Quantifying sources of error in multitemporal multisensor lake mapping

Regional- to global-scale lake maps can now be produced using existing technology and freely available data and serve as powerful tools for a variety of lake- and water-related studies. The accuracy of these studies depends in part on the accuracy of the lake map that they use. Mapping lakes using remote sensing requires a careful study of error and uncertainty. Errors in lake maps are caused by sensor-specific, lake-specific, and processing-specific factors. These can be further broken down to spatial, spectral/radiometric, and temporal factors. In this study, we analyse and compare these factors using modern and historical Landsat images along with intensive ground surveys of lakes in northern Alaska.

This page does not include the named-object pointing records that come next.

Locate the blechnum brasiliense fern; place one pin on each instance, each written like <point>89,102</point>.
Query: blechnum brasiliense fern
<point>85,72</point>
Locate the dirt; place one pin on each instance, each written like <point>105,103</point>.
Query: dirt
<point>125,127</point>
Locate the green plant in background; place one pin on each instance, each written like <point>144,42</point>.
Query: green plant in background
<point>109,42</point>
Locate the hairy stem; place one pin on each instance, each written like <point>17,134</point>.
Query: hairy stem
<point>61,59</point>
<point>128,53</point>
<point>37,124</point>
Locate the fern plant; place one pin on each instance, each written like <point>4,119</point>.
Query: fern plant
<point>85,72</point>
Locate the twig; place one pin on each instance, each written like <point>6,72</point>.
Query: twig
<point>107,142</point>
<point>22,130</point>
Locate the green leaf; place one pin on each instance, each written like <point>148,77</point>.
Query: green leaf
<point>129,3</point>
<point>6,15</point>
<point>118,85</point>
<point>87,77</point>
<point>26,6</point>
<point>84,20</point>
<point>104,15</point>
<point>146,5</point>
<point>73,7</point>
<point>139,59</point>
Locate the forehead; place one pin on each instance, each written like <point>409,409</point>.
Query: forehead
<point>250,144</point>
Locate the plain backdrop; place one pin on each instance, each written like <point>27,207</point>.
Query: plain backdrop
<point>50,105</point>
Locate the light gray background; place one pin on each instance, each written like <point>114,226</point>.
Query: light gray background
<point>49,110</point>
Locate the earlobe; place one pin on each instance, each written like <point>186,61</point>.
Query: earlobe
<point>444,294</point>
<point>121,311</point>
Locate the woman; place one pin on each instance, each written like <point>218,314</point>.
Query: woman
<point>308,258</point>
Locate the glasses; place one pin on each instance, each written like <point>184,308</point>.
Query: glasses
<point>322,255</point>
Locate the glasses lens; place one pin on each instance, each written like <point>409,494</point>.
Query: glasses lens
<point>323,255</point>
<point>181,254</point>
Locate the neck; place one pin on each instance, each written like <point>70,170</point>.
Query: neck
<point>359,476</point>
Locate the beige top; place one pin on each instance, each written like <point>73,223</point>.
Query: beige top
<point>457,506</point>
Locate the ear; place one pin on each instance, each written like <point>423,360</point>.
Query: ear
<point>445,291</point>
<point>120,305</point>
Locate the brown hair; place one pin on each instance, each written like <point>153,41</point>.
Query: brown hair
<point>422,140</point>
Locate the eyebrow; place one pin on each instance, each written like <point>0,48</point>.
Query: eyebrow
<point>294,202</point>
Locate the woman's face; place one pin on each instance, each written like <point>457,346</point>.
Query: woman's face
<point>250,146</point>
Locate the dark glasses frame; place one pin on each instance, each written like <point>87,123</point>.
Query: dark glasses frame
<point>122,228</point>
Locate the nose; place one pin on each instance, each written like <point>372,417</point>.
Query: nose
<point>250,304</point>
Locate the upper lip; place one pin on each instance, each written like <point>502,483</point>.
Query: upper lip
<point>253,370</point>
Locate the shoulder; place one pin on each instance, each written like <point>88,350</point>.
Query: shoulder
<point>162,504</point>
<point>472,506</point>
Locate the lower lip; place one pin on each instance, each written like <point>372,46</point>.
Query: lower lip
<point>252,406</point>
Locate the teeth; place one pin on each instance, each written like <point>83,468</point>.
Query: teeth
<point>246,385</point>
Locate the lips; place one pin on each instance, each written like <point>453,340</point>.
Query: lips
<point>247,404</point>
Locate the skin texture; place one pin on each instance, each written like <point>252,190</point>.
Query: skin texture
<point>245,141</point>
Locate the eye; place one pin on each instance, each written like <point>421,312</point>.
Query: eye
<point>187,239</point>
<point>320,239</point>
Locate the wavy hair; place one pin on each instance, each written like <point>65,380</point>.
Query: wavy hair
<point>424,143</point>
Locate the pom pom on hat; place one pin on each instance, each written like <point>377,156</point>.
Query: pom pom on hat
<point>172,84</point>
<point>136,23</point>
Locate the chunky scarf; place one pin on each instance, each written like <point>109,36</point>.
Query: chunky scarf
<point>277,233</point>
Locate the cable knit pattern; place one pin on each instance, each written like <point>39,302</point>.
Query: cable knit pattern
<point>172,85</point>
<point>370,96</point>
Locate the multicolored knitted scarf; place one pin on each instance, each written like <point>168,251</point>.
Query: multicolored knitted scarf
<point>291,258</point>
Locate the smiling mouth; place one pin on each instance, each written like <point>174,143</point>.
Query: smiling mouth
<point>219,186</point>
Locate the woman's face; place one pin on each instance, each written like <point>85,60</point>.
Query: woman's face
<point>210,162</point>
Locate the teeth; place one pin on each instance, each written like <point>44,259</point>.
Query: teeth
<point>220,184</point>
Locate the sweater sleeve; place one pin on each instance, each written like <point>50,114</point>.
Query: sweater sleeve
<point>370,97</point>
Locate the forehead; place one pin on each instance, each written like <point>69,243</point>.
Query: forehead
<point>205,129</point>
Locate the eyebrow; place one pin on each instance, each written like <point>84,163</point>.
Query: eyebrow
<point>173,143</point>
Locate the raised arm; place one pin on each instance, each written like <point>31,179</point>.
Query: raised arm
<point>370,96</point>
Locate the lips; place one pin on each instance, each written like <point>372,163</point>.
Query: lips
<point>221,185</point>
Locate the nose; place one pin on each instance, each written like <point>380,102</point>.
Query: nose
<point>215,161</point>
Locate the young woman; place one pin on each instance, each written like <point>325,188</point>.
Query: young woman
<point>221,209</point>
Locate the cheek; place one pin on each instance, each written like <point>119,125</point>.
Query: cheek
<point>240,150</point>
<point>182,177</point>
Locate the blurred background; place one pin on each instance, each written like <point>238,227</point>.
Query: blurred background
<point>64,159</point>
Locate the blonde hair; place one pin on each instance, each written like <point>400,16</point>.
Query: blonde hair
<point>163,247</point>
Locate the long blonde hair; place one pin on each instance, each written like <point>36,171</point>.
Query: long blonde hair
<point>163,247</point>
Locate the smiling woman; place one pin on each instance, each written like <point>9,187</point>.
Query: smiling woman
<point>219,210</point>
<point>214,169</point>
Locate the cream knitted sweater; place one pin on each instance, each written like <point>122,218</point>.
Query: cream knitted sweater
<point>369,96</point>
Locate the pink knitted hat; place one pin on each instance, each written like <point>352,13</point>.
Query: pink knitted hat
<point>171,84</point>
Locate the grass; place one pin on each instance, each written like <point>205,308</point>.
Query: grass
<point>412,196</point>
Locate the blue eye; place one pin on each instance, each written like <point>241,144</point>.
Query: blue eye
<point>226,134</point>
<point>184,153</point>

Percentage error in lake area (relative to lake size) decreases for larger and more circular lakes, making a minimum size threshold an effective error mitigation practice. Image resampling involved in image transformation significantly increased error in lake area and is easily avoided by performing co-registration in the vector domain. Spectral properties varied for individual lakes due to depth, suspended sediment, vegetation, and other in situ factors, necessitating a normalized water index and independently derived threshold values for each lake. For lake change detection studies, spatially degrading a finer resolution image to the resolution of the coarser image (a common practice) does not significantly affect the difference in observed lake area. Due to the large numbers of lakes, particularly in the climatologically sensitive Arctic region, small errors in individual lake areas can compound to significantly impact results on regional to global scales. This study is intended to inform future static and multitemporal lake remote-sensing studies by evaluating errors and uncertainties in lake area, as measured by remote sensing.